CCM model physics comprises a number of computational modules (Section 2). How seriously a module affects load imbalance in the parallel model depends on how much imbalance there is in the module and how much time the module contributes to total time spent in physics. Table 2 shows the amount of time processors spent performing useful work in the major modules of CCM2 physics and how much time was lost to load imbalance. The ``useful'' time is the mean time spent over processors in the hypothetical 2-cell per processor 4096-processor decomposition. The time lost to imbalance is the time spent on the processor that took the longest time (over all modules) minus the mean.
An alternative way to compute this time would be to take the maximum for a single module of the code and subtract the mean, to determine the inefficiency for that module. However, it is uncertain whether the maximum in each module would occur on the same processor. Therefore, although this method shows the absolute imbalance for a particular module, it would be inappropriate to add together the inefficiencies for different modules. Since we are interested in the net effect of imbalances, we used the former method of calculation-considering the time for each module on the processor with the maximum overall physics time. In practice, we discovered that the overall difference between the two ways of calculating the inefficiency is small: adding together times produced by the alternative calculation generates an average physics time step of 1938 milliseconds, which is only 3 percent above the net time of 1881 milliseconds. This suggests there is little canceling out of imbalances in the physics because the imbalance from the diurnal cycle in the radiation module (RADCTL) dominates the rest of the profile.

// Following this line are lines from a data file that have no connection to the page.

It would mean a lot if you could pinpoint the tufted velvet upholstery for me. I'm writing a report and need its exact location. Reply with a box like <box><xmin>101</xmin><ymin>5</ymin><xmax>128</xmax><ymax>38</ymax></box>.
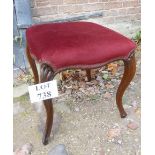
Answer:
<box><xmin>26</xmin><ymin>22</ymin><xmax>136</xmax><ymax>70</ymax></box>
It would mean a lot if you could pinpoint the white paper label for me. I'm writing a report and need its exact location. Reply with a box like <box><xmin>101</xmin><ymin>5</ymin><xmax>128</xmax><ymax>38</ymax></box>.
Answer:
<box><xmin>28</xmin><ymin>80</ymin><xmax>58</xmax><ymax>103</ymax></box>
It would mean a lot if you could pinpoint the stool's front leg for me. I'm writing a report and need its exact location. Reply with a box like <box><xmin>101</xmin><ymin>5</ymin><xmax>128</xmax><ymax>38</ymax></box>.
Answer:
<box><xmin>40</xmin><ymin>64</ymin><xmax>54</xmax><ymax>145</ymax></box>
<box><xmin>116</xmin><ymin>55</ymin><xmax>136</xmax><ymax>118</ymax></box>
<box><xmin>26</xmin><ymin>45</ymin><xmax>39</xmax><ymax>84</ymax></box>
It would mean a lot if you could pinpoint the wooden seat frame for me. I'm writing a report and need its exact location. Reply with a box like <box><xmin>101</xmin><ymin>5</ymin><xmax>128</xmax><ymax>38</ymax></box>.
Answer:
<box><xmin>26</xmin><ymin>45</ymin><xmax>136</xmax><ymax>145</ymax></box>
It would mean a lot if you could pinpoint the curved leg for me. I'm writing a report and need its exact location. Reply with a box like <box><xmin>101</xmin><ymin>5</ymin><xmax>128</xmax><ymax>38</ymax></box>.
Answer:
<box><xmin>86</xmin><ymin>69</ymin><xmax>91</xmax><ymax>81</ymax></box>
<box><xmin>40</xmin><ymin>64</ymin><xmax>54</xmax><ymax>145</ymax></box>
<box><xmin>116</xmin><ymin>55</ymin><xmax>136</xmax><ymax>118</ymax></box>
<box><xmin>26</xmin><ymin>45</ymin><xmax>39</xmax><ymax>84</ymax></box>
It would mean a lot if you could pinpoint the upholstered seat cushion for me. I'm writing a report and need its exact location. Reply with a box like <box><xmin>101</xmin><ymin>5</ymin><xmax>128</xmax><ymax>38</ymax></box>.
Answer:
<box><xmin>26</xmin><ymin>22</ymin><xmax>136</xmax><ymax>71</ymax></box>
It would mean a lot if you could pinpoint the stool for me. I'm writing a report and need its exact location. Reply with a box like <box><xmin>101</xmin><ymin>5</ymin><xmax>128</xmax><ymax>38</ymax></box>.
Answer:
<box><xmin>26</xmin><ymin>22</ymin><xmax>136</xmax><ymax>145</ymax></box>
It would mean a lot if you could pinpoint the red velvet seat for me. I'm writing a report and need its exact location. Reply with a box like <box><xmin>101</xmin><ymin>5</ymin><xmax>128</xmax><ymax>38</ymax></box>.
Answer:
<box><xmin>26</xmin><ymin>22</ymin><xmax>136</xmax><ymax>71</ymax></box>
<box><xmin>26</xmin><ymin>22</ymin><xmax>136</xmax><ymax>144</ymax></box>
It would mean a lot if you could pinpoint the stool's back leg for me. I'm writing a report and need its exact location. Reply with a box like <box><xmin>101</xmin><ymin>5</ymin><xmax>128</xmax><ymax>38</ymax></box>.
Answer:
<box><xmin>40</xmin><ymin>64</ymin><xmax>54</xmax><ymax>145</ymax></box>
<box><xmin>116</xmin><ymin>55</ymin><xmax>136</xmax><ymax>118</ymax></box>
<box><xmin>86</xmin><ymin>69</ymin><xmax>91</xmax><ymax>81</ymax></box>
<box><xmin>26</xmin><ymin>45</ymin><xmax>39</xmax><ymax>84</ymax></box>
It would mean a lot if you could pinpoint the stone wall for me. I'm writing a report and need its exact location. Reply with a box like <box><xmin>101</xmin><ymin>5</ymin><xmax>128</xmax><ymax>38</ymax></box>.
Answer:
<box><xmin>31</xmin><ymin>0</ymin><xmax>141</xmax><ymax>23</ymax></box>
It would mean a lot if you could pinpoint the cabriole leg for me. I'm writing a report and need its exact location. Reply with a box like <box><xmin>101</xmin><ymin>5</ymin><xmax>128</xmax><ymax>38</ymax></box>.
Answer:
<box><xmin>26</xmin><ymin>45</ymin><xmax>39</xmax><ymax>84</ymax></box>
<box><xmin>40</xmin><ymin>64</ymin><xmax>54</xmax><ymax>145</ymax></box>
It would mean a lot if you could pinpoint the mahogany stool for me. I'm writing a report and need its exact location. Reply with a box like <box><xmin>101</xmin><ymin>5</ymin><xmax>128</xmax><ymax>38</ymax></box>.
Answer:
<box><xmin>26</xmin><ymin>22</ymin><xmax>136</xmax><ymax>145</ymax></box>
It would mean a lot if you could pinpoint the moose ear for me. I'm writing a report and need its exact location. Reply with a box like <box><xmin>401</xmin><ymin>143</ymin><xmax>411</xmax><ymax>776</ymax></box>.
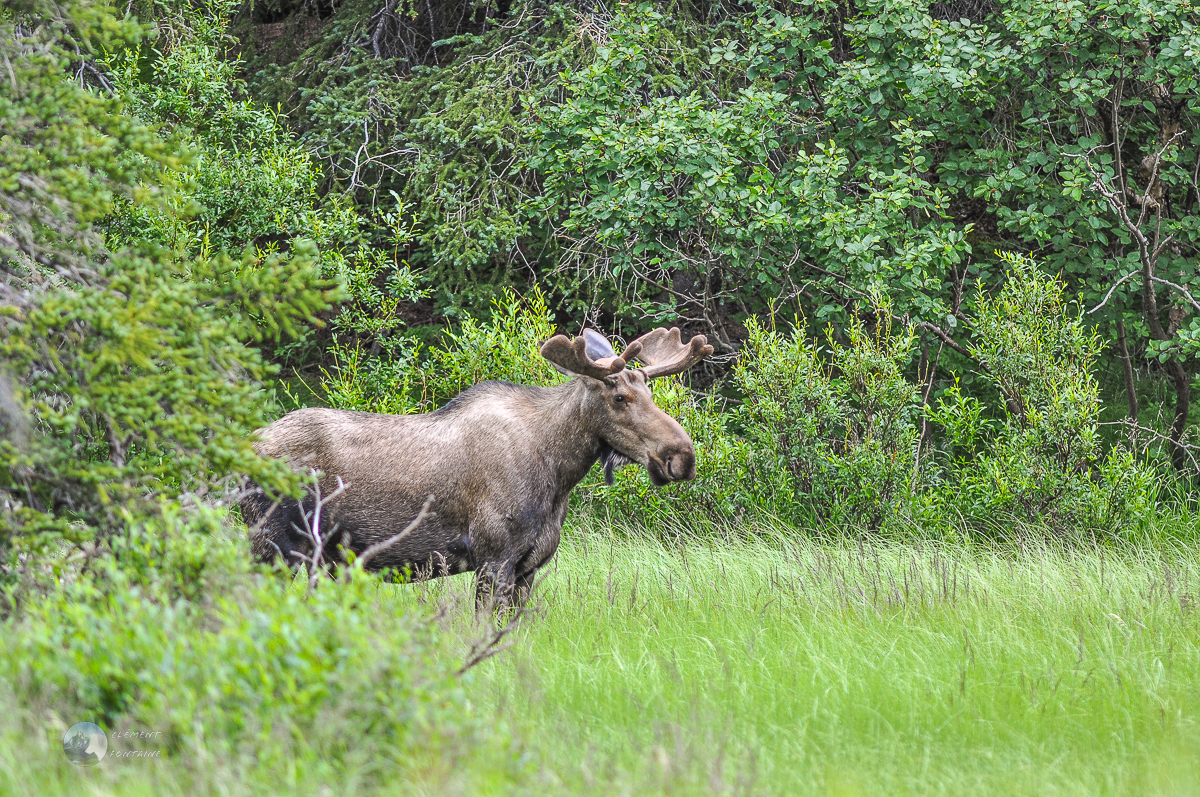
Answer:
<box><xmin>583</xmin><ymin>329</ymin><xmax>617</xmax><ymax>361</ymax></box>
<box><xmin>541</xmin><ymin>329</ymin><xmax>625</xmax><ymax>379</ymax></box>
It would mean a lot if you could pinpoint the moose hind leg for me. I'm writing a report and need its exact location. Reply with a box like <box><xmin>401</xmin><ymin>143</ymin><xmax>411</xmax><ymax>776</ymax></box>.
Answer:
<box><xmin>475</xmin><ymin>562</ymin><xmax>516</xmax><ymax>615</ymax></box>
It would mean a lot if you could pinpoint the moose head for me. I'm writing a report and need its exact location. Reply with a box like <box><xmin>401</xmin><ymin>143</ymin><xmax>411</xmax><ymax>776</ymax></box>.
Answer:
<box><xmin>541</xmin><ymin>328</ymin><xmax>713</xmax><ymax>486</ymax></box>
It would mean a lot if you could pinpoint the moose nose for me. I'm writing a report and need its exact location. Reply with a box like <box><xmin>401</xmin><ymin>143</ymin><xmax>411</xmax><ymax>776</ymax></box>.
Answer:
<box><xmin>666</xmin><ymin>448</ymin><xmax>696</xmax><ymax>481</ymax></box>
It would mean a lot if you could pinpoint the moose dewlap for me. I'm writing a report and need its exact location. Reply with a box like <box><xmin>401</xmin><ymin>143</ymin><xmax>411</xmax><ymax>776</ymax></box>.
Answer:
<box><xmin>241</xmin><ymin>328</ymin><xmax>713</xmax><ymax>607</ymax></box>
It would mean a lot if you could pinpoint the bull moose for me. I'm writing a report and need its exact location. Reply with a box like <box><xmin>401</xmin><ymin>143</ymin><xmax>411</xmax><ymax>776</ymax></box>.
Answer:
<box><xmin>241</xmin><ymin>328</ymin><xmax>713</xmax><ymax>609</ymax></box>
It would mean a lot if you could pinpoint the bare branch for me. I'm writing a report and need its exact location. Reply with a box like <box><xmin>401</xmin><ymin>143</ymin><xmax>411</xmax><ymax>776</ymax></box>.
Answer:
<box><xmin>354</xmin><ymin>495</ymin><xmax>433</xmax><ymax>570</ymax></box>
<box><xmin>1087</xmin><ymin>269</ymin><xmax>1141</xmax><ymax>316</ymax></box>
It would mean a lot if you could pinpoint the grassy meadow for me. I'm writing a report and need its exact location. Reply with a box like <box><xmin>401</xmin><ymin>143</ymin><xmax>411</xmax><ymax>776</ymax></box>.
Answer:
<box><xmin>0</xmin><ymin>526</ymin><xmax>1200</xmax><ymax>795</ymax></box>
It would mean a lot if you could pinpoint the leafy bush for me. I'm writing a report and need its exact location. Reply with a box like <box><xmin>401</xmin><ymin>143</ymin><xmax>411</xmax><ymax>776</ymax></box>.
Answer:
<box><xmin>734</xmin><ymin>312</ymin><xmax>919</xmax><ymax>528</ymax></box>
<box><xmin>0</xmin><ymin>1</ymin><xmax>334</xmax><ymax>601</ymax></box>
<box><xmin>0</xmin><ymin>513</ymin><xmax>487</xmax><ymax>779</ymax></box>
<box><xmin>322</xmin><ymin>289</ymin><xmax>564</xmax><ymax>414</ymax></box>
<box><xmin>929</xmin><ymin>254</ymin><xmax>1157</xmax><ymax>532</ymax></box>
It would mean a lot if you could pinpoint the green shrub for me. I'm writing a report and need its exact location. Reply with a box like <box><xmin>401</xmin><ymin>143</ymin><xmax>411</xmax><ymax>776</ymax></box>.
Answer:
<box><xmin>322</xmin><ymin>289</ymin><xmax>565</xmax><ymax>414</ymax></box>
<box><xmin>734</xmin><ymin>312</ymin><xmax>919</xmax><ymax>528</ymax></box>
<box><xmin>0</xmin><ymin>513</ymin><xmax>472</xmax><ymax>777</ymax></box>
<box><xmin>929</xmin><ymin>254</ymin><xmax>1157</xmax><ymax>532</ymax></box>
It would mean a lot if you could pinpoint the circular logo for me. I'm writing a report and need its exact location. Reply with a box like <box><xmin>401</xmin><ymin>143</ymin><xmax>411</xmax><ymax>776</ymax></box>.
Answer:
<box><xmin>62</xmin><ymin>723</ymin><xmax>108</xmax><ymax>767</ymax></box>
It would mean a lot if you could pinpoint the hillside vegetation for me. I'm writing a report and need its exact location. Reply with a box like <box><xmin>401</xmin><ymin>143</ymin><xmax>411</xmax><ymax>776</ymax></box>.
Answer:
<box><xmin>0</xmin><ymin>0</ymin><xmax>1200</xmax><ymax>795</ymax></box>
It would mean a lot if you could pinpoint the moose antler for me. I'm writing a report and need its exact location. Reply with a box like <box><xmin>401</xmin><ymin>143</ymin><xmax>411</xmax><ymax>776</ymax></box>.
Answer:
<box><xmin>541</xmin><ymin>329</ymin><xmax>642</xmax><ymax>379</ymax></box>
<box><xmin>622</xmin><ymin>326</ymin><xmax>713</xmax><ymax>379</ymax></box>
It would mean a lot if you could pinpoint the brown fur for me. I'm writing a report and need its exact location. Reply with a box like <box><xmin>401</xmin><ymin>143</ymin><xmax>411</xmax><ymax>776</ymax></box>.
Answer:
<box><xmin>241</xmin><ymin>370</ymin><xmax>696</xmax><ymax>605</ymax></box>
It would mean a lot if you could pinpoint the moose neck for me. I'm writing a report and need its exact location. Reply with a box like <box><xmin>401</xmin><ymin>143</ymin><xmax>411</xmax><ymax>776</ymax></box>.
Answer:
<box><xmin>535</xmin><ymin>378</ymin><xmax>601</xmax><ymax>493</ymax></box>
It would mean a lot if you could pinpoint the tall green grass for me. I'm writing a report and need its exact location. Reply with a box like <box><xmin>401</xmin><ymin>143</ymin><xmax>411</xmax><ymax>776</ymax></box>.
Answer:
<box><xmin>0</xmin><ymin>527</ymin><xmax>1200</xmax><ymax>795</ymax></box>
<box><xmin>458</xmin><ymin>529</ymin><xmax>1200</xmax><ymax>795</ymax></box>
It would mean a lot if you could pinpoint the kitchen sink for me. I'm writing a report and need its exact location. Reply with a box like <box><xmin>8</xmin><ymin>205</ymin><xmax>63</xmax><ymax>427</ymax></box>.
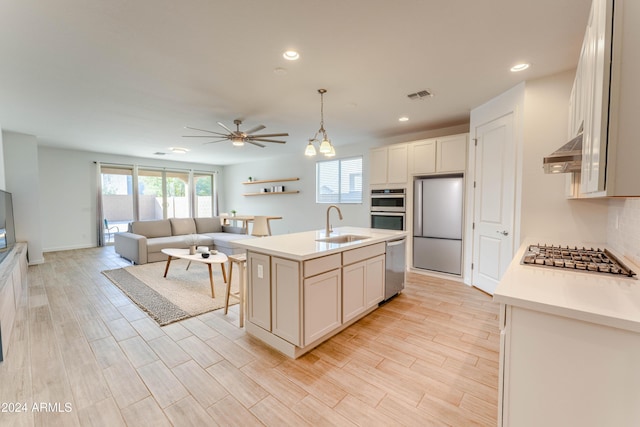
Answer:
<box><xmin>316</xmin><ymin>234</ymin><xmax>370</xmax><ymax>243</ymax></box>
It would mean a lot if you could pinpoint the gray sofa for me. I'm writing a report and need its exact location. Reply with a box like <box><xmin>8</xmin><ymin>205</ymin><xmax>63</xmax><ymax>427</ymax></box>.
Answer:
<box><xmin>114</xmin><ymin>217</ymin><xmax>253</xmax><ymax>264</ymax></box>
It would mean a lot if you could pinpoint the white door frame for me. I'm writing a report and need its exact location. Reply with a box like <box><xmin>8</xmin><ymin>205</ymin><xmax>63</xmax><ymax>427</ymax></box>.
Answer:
<box><xmin>463</xmin><ymin>82</ymin><xmax>525</xmax><ymax>285</ymax></box>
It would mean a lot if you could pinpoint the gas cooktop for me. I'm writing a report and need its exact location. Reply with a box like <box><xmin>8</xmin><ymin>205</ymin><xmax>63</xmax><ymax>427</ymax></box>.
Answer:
<box><xmin>522</xmin><ymin>244</ymin><xmax>636</xmax><ymax>277</ymax></box>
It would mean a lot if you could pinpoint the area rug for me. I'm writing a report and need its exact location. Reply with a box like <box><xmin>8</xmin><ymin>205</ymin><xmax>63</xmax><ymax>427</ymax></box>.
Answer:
<box><xmin>102</xmin><ymin>259</ymin><xmax>238</xmax><ymax>326</ymax></box>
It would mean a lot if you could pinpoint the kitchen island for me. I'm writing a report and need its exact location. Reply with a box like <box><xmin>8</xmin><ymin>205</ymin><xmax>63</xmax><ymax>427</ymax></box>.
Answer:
<box><xmin>236</xmin><ymin>227</ymin><xmax>406</xmax><ymax>358</ymax></box>
<box><xmin>494</xmin><ymin>242</ymin><xmax>640</xmax><ymax>426</ymax></box>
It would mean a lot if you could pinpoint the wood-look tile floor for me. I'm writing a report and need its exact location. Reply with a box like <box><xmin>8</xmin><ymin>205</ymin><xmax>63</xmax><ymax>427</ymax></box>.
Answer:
<box><xmin>0</xmin><ymin>247</ymin><xmax>499</xmax><ymax>427</ymax></box>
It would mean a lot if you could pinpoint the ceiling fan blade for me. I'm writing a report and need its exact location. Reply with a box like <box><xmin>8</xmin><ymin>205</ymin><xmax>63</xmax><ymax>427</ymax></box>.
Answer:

The times shown are for 1 type-A step (solar radiation with absorptivity and emissivity calculations), 11 type-B steps (radiation), and 24 type-C steps (nonradiation). For the representative period of 36 time steps (one-half of a simulation day) our hypothetical 4096-processor decomposition of model physics consumes 1881 milliseconds, only 1267 milliseconds of which is spent in useful computation. The difference, 614 milliseconds (33 percent), is lost to idle time.